With Lung King Heen being the first Chinese restaurant to receive three Michelin stars in 2008, Chan is widely seen as an authority in Cantonese cuisine. Naturally, he has chosen to showcase his culinary prowess in a classic Cantonese dish — steamed fish. He says: “Steamed fish is often served in family meals and I always cook this dish when my children come home for dinner.” He has elevated this dish by adding premium ingredients such as 30-year aged mandarin peel and cordyceps.
On the most challenging part of executing this dish, he says: “Managing the time needed to steam the dish is always an art. Half a minute more or less can make a big difference. We want the fish to be silky, tender and delicate, while the sauce is a classic combination of black bean and mandarin peel. The magic lies in getting the proportions of soya sauce and ingredients right.”
What was the inspiration behind the dish?
Steamed fish is the most emblematic dish of Cantonese cuisine. It is a popular communal dish and makes frequent appearances on dining tables at home.
What goes into this dish?
The sea bass, which is from France, is steamed on a piece of lotus leaf in a bamboo steamer before it is placed on a bed of vermicelli.

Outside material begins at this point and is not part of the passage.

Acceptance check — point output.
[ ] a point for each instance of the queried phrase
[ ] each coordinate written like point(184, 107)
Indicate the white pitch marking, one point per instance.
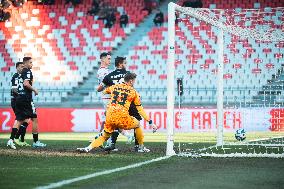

The fish is drizzled with a sauce, which is a combination of chopped fermented black bean, minced garlic and ginger, shallots, dried Mandarin peel that has been aged for 30 years, soya sauce, oyster sauce, salt and sugar. The deboned fish is served with cordyceps and enoki mushrooms, and sprinkled with spring onions and red chilli slices.
The theme of this year’s MICHELIN Guide Hong Kong Macau Gala Dinner is Metamorphosis. What does it mean to you?
In life, change is the only constant. Every time you adapt, you find a breakthrough and become a new you. In the similar vein, I have elevated this family-style dish into an individually portioned dish that is perfect for a gala dinner. Instead of attacking the whole fish with chopsticks, diners can enjoy this dish in a
more elegant way. A family-style dish can also be adapted to find its way to the fine-dining table.